A national action plan for tackling climate change is essential to more ambitious international agreements, a study has claimed.
Researchers from the Global Legislators Organisation (GLOBE) argue that countries making efforts to reduce their domestic greenhouse gas emissions bring that ambition into the international arena. They use South Korea, Mexico, and the UK as examples of nations that have enacted robust domestic targets and then gone on to champion collective action.
The report says, “By examining options and developing the most nationally appropriate legislation, countries develop an understanding of the costs of different levels of ambition, the costs of inaction and the extent of the opportunities available through low-carbon investment and promoting resilience. This, in turn, informs the country’s negotiating position.”

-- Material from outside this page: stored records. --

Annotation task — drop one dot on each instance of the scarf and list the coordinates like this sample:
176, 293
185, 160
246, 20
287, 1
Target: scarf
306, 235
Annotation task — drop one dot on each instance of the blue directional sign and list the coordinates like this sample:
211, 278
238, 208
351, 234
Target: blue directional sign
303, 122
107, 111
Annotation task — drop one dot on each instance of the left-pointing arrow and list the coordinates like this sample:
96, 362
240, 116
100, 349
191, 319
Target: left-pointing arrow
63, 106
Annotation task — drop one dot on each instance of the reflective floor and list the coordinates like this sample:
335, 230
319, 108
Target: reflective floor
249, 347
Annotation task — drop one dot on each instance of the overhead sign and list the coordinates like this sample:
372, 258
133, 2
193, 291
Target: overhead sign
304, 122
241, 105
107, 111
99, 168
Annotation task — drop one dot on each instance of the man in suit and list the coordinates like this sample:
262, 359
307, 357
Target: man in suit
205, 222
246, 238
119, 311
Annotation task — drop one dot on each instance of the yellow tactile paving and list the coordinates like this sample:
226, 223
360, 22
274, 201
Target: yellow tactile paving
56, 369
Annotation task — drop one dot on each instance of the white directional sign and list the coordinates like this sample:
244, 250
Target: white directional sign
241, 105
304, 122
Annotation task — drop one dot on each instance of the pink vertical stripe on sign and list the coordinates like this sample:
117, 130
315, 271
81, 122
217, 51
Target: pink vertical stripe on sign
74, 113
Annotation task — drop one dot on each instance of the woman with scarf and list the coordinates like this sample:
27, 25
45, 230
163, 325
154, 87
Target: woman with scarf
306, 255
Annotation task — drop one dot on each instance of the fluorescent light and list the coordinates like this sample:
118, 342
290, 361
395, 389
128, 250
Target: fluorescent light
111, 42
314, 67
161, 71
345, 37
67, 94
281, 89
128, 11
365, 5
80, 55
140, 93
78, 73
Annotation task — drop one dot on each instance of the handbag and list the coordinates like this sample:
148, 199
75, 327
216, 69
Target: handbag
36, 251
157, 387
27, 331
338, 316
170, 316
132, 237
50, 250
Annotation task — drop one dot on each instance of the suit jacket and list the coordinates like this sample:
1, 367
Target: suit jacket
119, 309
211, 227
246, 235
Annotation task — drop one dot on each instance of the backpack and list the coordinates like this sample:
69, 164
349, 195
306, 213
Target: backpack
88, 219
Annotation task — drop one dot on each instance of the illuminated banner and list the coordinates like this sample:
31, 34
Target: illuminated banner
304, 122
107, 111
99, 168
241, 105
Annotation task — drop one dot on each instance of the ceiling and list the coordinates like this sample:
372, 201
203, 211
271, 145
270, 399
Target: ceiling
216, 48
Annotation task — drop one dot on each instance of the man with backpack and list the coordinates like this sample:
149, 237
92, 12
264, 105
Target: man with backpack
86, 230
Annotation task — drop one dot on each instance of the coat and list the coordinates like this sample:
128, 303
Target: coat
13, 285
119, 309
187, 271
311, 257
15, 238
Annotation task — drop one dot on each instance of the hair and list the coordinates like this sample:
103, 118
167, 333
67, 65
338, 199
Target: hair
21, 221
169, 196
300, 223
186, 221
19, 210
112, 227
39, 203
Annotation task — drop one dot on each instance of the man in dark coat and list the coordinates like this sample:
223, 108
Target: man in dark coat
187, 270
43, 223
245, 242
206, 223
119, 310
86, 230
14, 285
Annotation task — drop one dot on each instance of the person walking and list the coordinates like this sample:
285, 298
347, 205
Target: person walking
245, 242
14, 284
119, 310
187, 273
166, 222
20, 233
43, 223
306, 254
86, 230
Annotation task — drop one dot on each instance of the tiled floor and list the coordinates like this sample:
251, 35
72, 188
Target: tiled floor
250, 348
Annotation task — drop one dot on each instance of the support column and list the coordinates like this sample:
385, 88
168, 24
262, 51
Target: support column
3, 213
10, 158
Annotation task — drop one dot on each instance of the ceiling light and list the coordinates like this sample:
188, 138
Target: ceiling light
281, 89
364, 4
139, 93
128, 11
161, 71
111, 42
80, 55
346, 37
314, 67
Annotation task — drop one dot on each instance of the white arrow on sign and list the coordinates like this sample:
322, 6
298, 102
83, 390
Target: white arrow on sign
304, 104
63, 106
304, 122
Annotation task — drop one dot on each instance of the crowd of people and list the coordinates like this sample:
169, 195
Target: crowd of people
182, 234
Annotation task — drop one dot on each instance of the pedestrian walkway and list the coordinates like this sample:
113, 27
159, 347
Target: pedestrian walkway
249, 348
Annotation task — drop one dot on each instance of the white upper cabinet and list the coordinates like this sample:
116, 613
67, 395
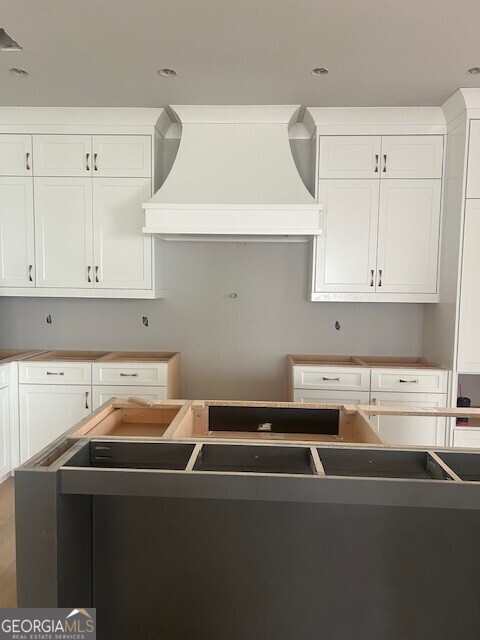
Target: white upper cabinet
122, 254
473, 175
62, 155
122, 156
408, 236
17, 250
412, 156
469, 328
349, 156
346, 253
15, 155
63, 232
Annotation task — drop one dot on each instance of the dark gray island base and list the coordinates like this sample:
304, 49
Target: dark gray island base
205, 540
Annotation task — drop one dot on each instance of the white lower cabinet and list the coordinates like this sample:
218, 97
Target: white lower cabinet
103, 394
5, 434
333, 397
47, 411
406, 430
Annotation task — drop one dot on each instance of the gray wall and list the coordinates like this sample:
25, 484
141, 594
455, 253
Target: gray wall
231, 347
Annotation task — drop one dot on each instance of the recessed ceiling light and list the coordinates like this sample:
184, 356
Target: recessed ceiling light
7, 43
18, 72
168, 73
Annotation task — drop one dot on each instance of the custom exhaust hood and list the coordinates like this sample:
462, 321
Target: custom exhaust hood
234, 177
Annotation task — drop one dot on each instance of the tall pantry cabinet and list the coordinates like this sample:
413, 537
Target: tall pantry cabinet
71, 195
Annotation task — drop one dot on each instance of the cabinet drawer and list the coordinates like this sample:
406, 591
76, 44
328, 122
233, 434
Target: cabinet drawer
341, 378
331, 397
122, 156
54, 373
102, 393
62, 155
409, 380
130, 373
4, 375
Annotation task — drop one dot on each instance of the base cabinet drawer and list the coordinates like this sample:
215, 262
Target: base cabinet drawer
330, 378
410, 430
54, 373
342, 397
47, 411
103, 394
130, 374
468, 437
409, 380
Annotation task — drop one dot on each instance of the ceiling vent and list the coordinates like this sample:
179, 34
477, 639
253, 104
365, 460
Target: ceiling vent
7, 43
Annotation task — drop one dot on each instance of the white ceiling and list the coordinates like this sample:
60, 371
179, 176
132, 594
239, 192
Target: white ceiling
107, 52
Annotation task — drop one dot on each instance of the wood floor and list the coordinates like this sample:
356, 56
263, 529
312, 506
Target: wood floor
8, 593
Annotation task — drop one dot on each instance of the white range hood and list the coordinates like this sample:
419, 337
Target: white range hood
234, 177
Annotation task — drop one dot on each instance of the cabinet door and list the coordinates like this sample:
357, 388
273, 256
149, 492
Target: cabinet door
473, 174
412, 156
15, 155
408, 236
17, 248
331, 397
63, 155
469, 327
122, 253
349, 157
103, 394
346, 253
5, 438
423, 431
122, 156
47, 411
63, 232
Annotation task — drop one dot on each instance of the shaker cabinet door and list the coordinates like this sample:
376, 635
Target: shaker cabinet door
122, 253
15, 155
17, 245
408, 236
63, 232
346, 253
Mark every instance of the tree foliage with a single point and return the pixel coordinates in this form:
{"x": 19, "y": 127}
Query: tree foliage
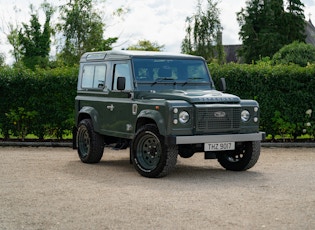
{"x": 83, "y": 29}
{"x": 34, "y": 41}
{"x": 295, "y": 53}
{"x": 267, "y": 25}
{"x": 146, "y": 45}
{"x": 203, "y": 32}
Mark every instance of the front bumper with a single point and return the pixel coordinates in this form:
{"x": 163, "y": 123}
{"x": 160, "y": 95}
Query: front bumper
{"x": 220, "y": 138}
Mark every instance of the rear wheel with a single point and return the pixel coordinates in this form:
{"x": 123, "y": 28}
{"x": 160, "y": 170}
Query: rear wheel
{"x": 242, "y": 158}
{"x": 90, "y": 143}
{"x": 149, "y": 155}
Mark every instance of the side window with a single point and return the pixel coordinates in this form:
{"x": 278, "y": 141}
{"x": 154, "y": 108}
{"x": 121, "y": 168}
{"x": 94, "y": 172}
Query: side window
{"x": 93, "y": 76}
{"x": 122, "y": 70}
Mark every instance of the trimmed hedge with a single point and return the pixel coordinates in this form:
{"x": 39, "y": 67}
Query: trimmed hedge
{"x": 39, "y": 103}
{"x": 42, "y": 102}
{"x": 286, "y": 94}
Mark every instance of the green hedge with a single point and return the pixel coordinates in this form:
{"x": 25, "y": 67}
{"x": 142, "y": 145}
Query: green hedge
{"x": 286, "y": 94}
{"x": 39, "y": 103}
{"x": 42, "y": 102}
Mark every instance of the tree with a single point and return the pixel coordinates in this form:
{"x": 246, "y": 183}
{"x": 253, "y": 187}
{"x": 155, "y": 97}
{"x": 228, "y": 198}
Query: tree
{"x": 35, "y": 42}
{"x": 2, "y": 59}
{"x": 266, "y": 27}
{"x": 83, "y": 29}
{"x": 146, "y": 45}
{"x": 13, "y": 38}
{"x": 297, "y": 53}
{"x": 202, "y": 32}
{"x": 295, "y": 21}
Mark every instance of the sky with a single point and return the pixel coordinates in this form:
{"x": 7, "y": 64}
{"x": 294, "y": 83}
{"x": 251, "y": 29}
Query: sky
{"x": 160, "y": 21}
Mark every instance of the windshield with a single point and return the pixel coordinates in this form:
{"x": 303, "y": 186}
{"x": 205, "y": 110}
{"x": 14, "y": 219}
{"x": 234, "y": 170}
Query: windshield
{"x": 172, "y": 73}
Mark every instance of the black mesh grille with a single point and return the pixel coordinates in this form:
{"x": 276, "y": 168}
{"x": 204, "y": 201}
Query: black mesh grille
{"x": 217, "y": 120}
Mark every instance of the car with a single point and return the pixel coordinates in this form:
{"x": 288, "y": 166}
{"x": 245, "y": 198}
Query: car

It uses the UK’s 2008 Climate Change Act as an example. The act, the report says, was a critical signal to the industry and other parts of society that the British government was committed to tackling climate change; which in turn gave it confidence to plan and invest for the longer term, spurring national action.
In Durban, South Africa, in 2011, delegates from across the UN agreed to implement a new climate change treaty. Talks began in Doha last year, and in 2015 the United Nations Framework Convention on Climate Change (UNFCCC) will hold a conference in Paris, when it is hoped the treaty will be announced.
In July, the new administrator of the US Environmental Protection Agency Gina McCarthy called for action to combat climate change. She described climate change as the “opportunity of a lifetime” to create jobs and boost innovation.
Meanwhile in June, US president Barack Obama announced his Climate Action Plan, to save future generations from a “planet that is beyond fixing.”